Он с горечью говорил друзьям:
— Беда в том, что наша молодежь, боясь академичности, пренебрегает своим ремеслом. А веди это главное. Надо знать ремесло, рукомесло. Тогда с пути не собьешься…
Для тех, кто был чуток к молчанию Серова, кто понимал таившиеся за ним большие и глубокие мысли, кто не пренебрегал своим «рукомеслом», Валентин Александрович был превосходным учителем, не учителем даже, а руководителем, вводившим неофита в храм искусства, того подлинного искусства, которому столь истово служил он сам. Так он выпестовал Ульянова. Теплые, проникновенные слова написал о нем Константин Федорович Юон: «В. А. Серова я и избрал своим учителем и как бы своей «художественной совестью». Кто его знал, тот знал и его строгий и высокий художественный облик, его не знавшую компромиссов требовательность прежде всего неподдельного, органического чувства художественности, без малейшей примеси какой-либо фальши. Диапазон его художественного чувства был огромен, его «чутье» всего «настоящего» связывалось с самой широкой терпимостью в отношении каких бы то ни было проявлений художественной личности. Он был равно близок к заветам и высокому мастерству старых мастеров, как и к самым изощренным изгибам и извилинам изысканной современности».

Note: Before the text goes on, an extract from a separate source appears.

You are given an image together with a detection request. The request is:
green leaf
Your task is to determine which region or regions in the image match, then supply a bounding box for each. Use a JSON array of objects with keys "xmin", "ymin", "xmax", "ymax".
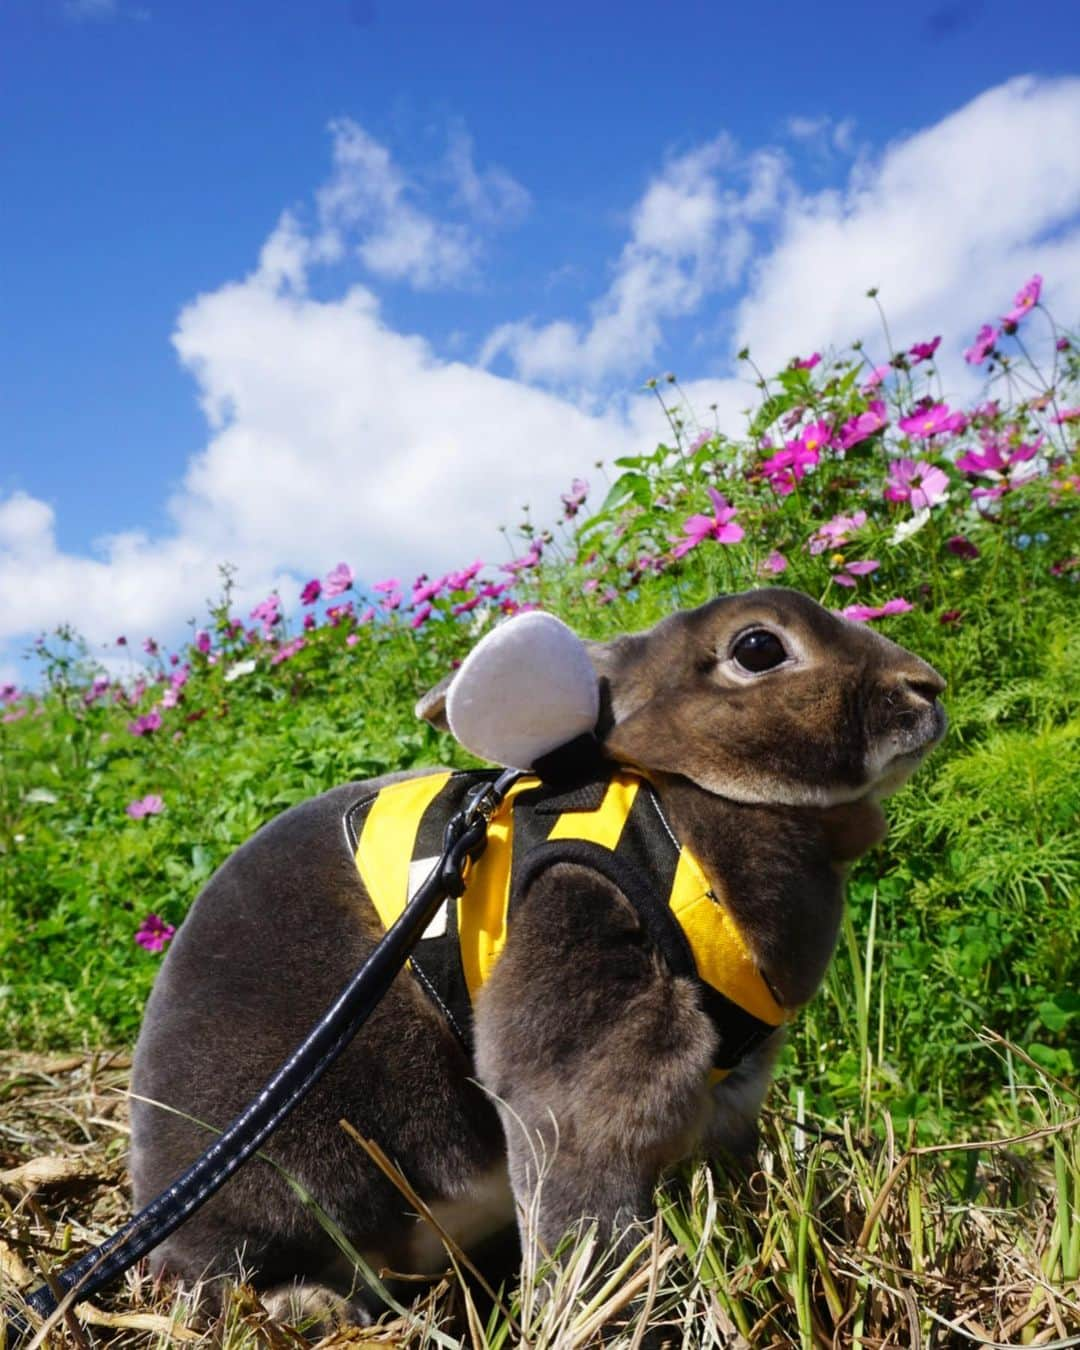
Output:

Был у Серова учеником К. С. Петров-Водкин, ставший художником с очень ярко выраженным своим лицом. Отличительная черта его произведений — декоративизм, стремление к стенописному примитиву, к линейно-плоскостной монументальности, стилизаторство. Все это в зачаточном состоянии было и у ученика училища живописи, и все это было глубоко чуждо Серову, если можно так выразиться, «не в его плане». Но он чувствовал талантливость юноши и не прилагал никаких усилий к тому, чтобы переломить его манеру, ввести в какие-то иные рамки. «У него что-то есть, — говорил он, — что-то есть…» И трогательно берег это своеобразие.
Петров-Водкин был из тех, кто понимал немногословие Серова, и в своей автобиографической повести «Пространство Эвклида» рассказал о своем учителе:
«Со вступлением Серова, Левитана и Трубецкого оживилось училище. Я перешел в мастерскую Серова.
Валентин Александрович был маленького роста, крепыш, с тесно связанными головой, шеей, плечами; как миниатюрный бык, двигал он этими сцеплениями. Смотрел исподлобья, шевелил усами. Он стал столпом училища и нашим любимцем.
Если К. Коровин, засунув за жилет большие пальцы рук, говорил много и весело, с анекдотами и кокетничал красивой внешностью, то Серов был немногоречив, но зато брошенная им фраза попадала и в бровь и в глаз работы и ученика. Коровин с наскока к мольберту рассыпался похвалами: «прекрасно, здорово, отлично», — что не мешало ему в отсутствие студента перед этим же холстом делать брезгливую гримасу. В Коровине было ухарство и щегольство/ свойственные и его работам, досадно талантливым за их темпераментность сплеча, с налета, с росчерка.